Creating a pipeline to take backups
There are endless pipelines that you can write to use within your environment. But one thing that is universal is the need for backups. To show how all our tools work together, we have an example of a simple pipeline to back up some routers.
Inventory File:
[routers] r01.demo.the-net.work ansible_host=r01.demo.the-net.work r02.demo.the-net.work ansible_host=r02.demo.the-net.work r03.demo.the-net.work ansible_host=r03.demo.the-net.work [routers:vars] ansible_user=cvisser ansible_connection=ansible.netcommon.network_cli ansible_network_os=vyos.vyos.vyos
Ansible playbook:
-- - hosts: routers gather_facts: no tasks: - name: Login to each router and take the backup vyos.vyos.vyos_config: backup: yes backup_options: filename: "{{ inventory_hostname }}.cfg"
CI/CD pipeline:
stages: - Backup vyos_take_backup: image: registry.gitlab.com/vmastar/demo-router-backup/ansible:latest stage: Backup script: - echo "$SSH_PRIVATE_KEY" > /root/.ssh/id_rsa - cd /root/demo-router-backup - git pull - ansible-playbook -i inventory backup.yml - git add backup && git commit -m "Changes in router config" && git push - exit only: - web - schedules
If you are new to CI/CD pipelines or Ansible, it is easiest to read the code blocks in reverse, as the CI/CD pipeline is doing the tasks we define in the other blocks. Starting from the top of the CI/CD pipeline:
-
The example pipeline has only one stage, Backup, which will run in the ‘ansible’ container that I have built in the past.
-
Using GitLab’s artifacts, we provide our container a ssh key that it can use to access the machines in our network.
-
Ensure our local git repository is up to date.
-
Run the Ansible playbook “backup.yml”, using our “inventory” file.
-
Ansible will login to each router within the routers group and take a backup of their current configurations.
-
-
Commit the router changes into git and push the changes back to our git repository and exit
-
Finally, this job will only run as scheduled or if we trigger this pipeline via a REST API.

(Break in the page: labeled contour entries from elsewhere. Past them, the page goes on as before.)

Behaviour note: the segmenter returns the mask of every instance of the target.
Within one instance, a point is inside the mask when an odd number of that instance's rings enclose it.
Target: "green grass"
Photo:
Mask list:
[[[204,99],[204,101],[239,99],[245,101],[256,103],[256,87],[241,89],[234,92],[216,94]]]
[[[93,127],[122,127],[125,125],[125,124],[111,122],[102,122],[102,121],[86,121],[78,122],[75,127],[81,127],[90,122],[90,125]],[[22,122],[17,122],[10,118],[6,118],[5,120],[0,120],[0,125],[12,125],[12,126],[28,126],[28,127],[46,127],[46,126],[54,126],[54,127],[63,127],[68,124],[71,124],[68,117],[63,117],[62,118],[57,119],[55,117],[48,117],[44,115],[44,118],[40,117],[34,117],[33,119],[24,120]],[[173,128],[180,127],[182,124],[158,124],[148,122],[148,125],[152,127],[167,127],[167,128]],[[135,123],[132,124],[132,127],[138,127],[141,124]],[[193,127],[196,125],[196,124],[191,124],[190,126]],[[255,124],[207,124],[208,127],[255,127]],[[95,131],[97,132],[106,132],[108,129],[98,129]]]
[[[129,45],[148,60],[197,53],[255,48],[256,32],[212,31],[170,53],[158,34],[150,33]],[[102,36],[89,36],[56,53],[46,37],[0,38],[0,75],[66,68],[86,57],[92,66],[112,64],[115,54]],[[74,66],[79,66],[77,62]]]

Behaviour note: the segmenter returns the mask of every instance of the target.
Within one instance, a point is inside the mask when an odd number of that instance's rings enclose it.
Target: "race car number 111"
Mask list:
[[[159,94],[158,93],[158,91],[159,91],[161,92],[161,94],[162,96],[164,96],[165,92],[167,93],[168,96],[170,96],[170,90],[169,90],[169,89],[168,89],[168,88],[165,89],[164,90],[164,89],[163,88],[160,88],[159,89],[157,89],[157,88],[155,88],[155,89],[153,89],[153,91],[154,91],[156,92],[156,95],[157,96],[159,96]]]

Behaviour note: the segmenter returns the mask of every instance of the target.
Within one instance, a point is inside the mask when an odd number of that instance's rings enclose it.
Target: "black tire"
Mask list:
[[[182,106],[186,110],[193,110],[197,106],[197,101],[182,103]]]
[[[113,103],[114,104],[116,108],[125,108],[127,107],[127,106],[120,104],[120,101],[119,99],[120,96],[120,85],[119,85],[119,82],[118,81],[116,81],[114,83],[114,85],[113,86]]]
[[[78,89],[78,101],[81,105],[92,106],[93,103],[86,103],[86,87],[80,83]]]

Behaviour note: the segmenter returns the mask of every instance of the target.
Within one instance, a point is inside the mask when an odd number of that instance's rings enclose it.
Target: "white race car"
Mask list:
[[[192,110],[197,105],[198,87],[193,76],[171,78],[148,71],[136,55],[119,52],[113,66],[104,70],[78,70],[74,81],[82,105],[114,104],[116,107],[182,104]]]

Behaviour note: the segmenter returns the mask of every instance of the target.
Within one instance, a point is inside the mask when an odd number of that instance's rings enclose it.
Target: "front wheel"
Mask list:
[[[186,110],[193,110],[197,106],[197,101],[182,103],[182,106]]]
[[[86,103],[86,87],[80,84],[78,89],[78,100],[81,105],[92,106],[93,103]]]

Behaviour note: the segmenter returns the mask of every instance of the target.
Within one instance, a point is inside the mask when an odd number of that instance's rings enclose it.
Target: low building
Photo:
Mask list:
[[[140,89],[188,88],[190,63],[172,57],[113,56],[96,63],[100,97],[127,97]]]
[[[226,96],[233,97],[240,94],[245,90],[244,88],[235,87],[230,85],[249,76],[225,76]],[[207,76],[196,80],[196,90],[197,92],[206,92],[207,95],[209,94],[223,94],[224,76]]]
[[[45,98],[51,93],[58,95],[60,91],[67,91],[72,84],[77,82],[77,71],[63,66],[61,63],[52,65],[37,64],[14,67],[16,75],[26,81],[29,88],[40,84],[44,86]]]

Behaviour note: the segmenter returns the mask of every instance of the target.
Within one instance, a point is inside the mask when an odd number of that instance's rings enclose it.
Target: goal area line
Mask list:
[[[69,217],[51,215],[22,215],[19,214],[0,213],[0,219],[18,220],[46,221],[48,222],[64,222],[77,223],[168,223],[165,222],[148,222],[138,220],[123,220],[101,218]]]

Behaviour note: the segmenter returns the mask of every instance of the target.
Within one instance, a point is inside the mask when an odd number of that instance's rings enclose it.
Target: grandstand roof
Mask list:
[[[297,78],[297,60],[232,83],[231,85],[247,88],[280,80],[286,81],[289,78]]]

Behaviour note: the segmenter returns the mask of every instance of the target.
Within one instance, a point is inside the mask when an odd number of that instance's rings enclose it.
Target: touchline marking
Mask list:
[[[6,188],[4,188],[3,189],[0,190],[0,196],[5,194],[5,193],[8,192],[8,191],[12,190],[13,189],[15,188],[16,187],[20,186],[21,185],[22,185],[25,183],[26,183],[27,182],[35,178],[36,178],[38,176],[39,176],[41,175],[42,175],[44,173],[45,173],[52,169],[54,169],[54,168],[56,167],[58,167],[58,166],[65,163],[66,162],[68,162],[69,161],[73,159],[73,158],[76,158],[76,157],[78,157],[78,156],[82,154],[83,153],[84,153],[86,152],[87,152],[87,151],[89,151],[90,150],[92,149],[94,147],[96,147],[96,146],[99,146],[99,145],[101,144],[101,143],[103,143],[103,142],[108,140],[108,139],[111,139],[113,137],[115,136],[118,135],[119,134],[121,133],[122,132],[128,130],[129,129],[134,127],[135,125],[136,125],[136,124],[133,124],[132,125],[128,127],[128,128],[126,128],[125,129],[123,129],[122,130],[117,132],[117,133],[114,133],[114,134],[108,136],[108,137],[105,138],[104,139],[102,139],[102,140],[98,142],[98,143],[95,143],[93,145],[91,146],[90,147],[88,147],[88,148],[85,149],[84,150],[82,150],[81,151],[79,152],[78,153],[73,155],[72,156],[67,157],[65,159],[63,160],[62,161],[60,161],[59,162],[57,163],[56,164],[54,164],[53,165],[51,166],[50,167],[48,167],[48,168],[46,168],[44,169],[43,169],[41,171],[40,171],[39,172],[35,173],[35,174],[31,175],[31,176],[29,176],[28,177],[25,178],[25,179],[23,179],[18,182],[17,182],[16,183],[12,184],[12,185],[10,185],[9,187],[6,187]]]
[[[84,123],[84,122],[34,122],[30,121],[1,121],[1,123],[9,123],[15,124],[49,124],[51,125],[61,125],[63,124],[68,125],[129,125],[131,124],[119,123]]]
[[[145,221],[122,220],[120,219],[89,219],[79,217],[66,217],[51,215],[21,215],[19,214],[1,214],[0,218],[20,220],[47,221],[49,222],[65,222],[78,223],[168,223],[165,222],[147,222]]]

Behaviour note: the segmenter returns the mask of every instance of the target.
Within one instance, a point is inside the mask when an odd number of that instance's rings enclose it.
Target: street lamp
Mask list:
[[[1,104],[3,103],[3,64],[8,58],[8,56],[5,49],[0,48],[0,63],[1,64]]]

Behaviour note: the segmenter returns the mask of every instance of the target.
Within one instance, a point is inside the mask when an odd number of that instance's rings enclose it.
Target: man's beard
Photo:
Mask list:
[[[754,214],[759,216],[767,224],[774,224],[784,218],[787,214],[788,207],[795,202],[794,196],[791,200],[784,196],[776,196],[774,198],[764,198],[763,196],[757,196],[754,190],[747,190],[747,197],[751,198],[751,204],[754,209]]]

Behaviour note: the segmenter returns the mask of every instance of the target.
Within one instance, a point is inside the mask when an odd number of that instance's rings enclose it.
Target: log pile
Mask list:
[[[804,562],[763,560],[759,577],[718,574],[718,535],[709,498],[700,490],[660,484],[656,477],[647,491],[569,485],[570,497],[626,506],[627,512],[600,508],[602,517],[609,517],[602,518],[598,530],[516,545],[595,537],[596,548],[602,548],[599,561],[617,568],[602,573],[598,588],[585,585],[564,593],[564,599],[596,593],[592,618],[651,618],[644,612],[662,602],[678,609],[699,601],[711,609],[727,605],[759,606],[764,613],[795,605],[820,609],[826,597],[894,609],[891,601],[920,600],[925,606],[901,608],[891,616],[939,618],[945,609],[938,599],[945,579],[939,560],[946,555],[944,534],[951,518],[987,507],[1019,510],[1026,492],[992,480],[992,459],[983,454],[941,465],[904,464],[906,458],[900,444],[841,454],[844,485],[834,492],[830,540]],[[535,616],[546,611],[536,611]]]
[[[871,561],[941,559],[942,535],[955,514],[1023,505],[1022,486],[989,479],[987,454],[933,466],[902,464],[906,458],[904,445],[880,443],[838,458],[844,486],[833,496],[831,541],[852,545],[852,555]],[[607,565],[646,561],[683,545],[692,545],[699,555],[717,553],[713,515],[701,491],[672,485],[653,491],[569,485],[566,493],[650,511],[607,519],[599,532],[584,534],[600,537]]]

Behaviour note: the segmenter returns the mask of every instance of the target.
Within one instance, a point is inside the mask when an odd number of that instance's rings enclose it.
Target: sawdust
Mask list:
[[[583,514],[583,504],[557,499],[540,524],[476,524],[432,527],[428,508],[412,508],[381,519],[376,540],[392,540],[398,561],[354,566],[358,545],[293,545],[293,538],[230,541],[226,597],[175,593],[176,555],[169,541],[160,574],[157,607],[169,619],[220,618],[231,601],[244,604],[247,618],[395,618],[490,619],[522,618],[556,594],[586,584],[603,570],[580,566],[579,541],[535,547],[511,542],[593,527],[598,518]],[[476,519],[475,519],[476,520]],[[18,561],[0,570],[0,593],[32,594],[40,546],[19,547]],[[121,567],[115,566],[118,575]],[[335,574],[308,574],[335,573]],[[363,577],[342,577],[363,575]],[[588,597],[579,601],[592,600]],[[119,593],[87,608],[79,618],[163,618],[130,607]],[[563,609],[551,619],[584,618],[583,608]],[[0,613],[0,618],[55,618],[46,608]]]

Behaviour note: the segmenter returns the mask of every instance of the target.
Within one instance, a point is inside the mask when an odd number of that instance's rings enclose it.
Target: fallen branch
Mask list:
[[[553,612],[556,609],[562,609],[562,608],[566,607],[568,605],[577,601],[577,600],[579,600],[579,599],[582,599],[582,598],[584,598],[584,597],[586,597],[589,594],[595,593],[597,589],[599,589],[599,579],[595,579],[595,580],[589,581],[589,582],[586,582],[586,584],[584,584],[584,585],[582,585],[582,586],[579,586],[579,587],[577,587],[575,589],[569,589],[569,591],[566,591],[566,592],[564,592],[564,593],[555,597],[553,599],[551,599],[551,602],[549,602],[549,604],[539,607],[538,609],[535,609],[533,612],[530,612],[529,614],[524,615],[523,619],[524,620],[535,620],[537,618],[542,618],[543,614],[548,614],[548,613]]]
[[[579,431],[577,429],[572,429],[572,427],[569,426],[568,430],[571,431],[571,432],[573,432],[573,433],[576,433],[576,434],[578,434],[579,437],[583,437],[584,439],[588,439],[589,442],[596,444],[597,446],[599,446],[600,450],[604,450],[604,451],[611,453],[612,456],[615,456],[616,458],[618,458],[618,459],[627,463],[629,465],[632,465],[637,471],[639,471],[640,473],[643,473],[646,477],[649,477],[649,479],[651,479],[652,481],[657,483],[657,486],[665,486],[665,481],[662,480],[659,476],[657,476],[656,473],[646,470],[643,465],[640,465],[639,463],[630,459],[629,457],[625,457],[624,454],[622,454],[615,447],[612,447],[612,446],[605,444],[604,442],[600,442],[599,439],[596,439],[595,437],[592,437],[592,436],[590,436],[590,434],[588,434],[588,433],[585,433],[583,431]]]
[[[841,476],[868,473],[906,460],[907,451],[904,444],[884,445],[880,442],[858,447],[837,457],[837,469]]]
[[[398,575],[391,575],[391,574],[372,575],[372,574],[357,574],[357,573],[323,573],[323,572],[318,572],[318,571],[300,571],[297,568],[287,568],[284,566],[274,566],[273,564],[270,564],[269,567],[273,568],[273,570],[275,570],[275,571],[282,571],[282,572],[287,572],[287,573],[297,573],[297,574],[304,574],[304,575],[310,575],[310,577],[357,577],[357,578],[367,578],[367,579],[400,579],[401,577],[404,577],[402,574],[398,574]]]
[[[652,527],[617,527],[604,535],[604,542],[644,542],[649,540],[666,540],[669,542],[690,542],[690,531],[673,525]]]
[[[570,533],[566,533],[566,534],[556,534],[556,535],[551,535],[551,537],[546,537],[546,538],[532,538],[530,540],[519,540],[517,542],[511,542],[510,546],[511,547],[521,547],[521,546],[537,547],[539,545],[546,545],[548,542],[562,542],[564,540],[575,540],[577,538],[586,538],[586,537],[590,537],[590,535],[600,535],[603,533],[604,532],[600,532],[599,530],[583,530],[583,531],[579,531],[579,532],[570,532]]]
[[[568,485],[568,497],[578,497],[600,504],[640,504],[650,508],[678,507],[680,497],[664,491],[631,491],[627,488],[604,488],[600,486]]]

With that, we can now take scheduled backups of all our routers without human intervention. Unlike trying to distribute a traditional cron job, we only need to write our schedule once. As long as there are runners available for our pipeline to use, our routers will receive regular backups.
Our final workflow ends up looking as follows:
Summary
This article is a condensed version of the Network Automation tutorial that we hosted at APNIC 56 in Kyoto this year. The resources of this tutorial are available here, which contain a lot of slides and documentation for the lab exercises. For a shorter self-contained tutorial that you can do yourself, you can follow the instructions here. This tutorial has an accompanying talk as part of IIJ Lab’s TechTrend Talk series, that summarizes the workflow we described in this article.
Embracing automation is essential for managing the complexities of modern network environments. Tools like Docker and Ansible streamline the deployment and management of network configurations. While CI/CD pipelines facilitate consistent and error-free operations. These practices help network engineers prioritize innovation and improve productivity and network reliability.
There are countless ways of introducing more automation into your workflow. This can quickly become overwhelming, especially if you are new to any of these tools. The best approach is to start small, e.g. take backups, and build your skills from there.